As the internet mushroomed Mr Barlow was its prophet, invited around the world
to explain the new frontier to the suits. On February 8th 1996 in Davos,
Switzerland, he wrote his most famous and controversial canticle: “A
Declaration of the Independence of Cyberspace”. To many youths just logging
on, his words were electrifying—a rallying cry to keep the new medium a
pristine Eden, an unsoiled frontier free of the wretchedness of “meatspace”:
governmental and commercial interests. It began:

"Governments of the Industrial World, you weary giants of flesh and steel, I
come from Cyberspace, the new home of Mind. On behalf of the future, I ask you
of the past to leave us alone. You are not welcome among us. You have no
sovereignty where we gather...I declare the global social space we are
building to be naturally independent of the tyrannies you seek to impose on
us...Your legal concepts of property, expression, identity, movement, and
context do not apply to us. They are all based on matter, and there is no
matter here."

The media dubbed him “the Thomas Jefferson of Cyberspace”. Harvard Law School
made him a fellow. FutureBanker, a magazine, named him “One of the 25 Most
Influential People in Financial Services” despite his having nothing to do
with financial services.

Yet to the more polished wing of the technorati, his declaration was plain
looney. They had spent years serving on commissions, testifying before
Congress and speaking to boards of directors about the importance of bringing
law onto the network so that the internet could become a mainstream medium.
And here was Mr Barlow, the barrel-chested space-cowboy dressed in black and
trailed by groupies, spouting his poetic, juvenile pap.

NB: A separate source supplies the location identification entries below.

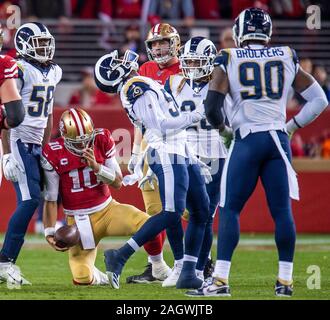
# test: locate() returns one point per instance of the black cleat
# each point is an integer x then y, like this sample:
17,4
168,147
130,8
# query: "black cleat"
208,270
145,277
282,290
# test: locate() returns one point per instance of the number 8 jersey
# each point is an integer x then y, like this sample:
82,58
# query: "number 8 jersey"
260,79
36,85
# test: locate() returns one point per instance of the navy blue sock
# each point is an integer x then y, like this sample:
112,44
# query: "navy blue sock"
154,225
285,234
194,235
206,245
228,233
17,227
175,238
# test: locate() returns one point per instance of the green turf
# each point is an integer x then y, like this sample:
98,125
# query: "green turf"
253,273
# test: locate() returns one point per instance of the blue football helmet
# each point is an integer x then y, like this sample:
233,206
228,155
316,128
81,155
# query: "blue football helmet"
196,58
111,72
252,24
34,41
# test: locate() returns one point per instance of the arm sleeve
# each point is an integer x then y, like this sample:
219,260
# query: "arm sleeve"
316,103
150,114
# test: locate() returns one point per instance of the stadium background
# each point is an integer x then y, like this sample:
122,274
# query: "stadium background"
85,30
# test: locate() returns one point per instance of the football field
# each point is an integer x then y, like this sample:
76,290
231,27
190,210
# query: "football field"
253,275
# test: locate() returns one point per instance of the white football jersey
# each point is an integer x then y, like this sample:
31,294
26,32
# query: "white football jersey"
260,79
202,139
36,86
135,96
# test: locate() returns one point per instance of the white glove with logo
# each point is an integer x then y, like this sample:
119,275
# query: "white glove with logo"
205,171
134,158
11,168
148,177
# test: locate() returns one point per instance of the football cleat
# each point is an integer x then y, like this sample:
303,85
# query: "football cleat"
100,278
189,281
145,277
215,289
208,269
160,270
172,279
11,274
282,290
113,267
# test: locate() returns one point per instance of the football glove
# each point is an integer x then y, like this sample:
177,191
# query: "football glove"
227,134
11,168
149,177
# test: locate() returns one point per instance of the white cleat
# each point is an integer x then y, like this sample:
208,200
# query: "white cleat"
160,270
172,279
100,278
11,274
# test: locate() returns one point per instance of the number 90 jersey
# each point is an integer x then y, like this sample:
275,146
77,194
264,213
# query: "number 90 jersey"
202,139
80,190
36,86
259,80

Several years later The Economist dubbed it, perhaps unfairly, “a well-meaning
stunt that captured the spirit of the time” (see article). In an interview
with this newspaper on its 20th anniversary, he stated: “I will stand by much
of the document as written.” He mused: “Over the decades, it has been
continuously fashionable to make a straw man of my declaration, to hoist it up
as the sort of woolly-headed hippie nonsense you’d expect from techno-utopians
like me...It’s hardly the best thing I ever wrote and suffers many flaws, both
cosmetic and substantive. But I’ll live with it. And die with it, I guess.”

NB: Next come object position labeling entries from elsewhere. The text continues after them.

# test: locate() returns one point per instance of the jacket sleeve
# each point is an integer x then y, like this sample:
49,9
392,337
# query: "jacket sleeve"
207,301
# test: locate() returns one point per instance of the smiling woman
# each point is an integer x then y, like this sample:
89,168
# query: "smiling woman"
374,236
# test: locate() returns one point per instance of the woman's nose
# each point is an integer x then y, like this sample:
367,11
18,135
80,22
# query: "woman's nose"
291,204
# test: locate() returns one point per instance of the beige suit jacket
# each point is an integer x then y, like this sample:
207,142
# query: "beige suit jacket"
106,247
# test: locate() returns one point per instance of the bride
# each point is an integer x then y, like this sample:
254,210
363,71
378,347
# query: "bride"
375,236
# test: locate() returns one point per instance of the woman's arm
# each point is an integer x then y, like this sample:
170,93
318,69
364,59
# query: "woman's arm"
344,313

He mellowed in later years. A heart attack in 2015 unleashed predictable puns
on Twitter riffing on “grateful” and “dead.” After being prodded to write his
life’s story—“Mother American Night” is scheduled to be published in June, co-
written with Robert Greenfield—he joked to your correspondent that he suffered
from déjà pas vu: memories that he can recall that never actually happened, as
far as he and friends could deduce.

His critics could never see past his idealism. His fans, perhaps it can be
said, took him seriously not literally. He was a poet of frontiers and of
freedom, in whatever form they took. As he wrote in “Cassidy”: “Faring thee
well now/ Let your life proceed by its own design/ Nothing to tell now/ Let
the words be yours, I'm done with mine.”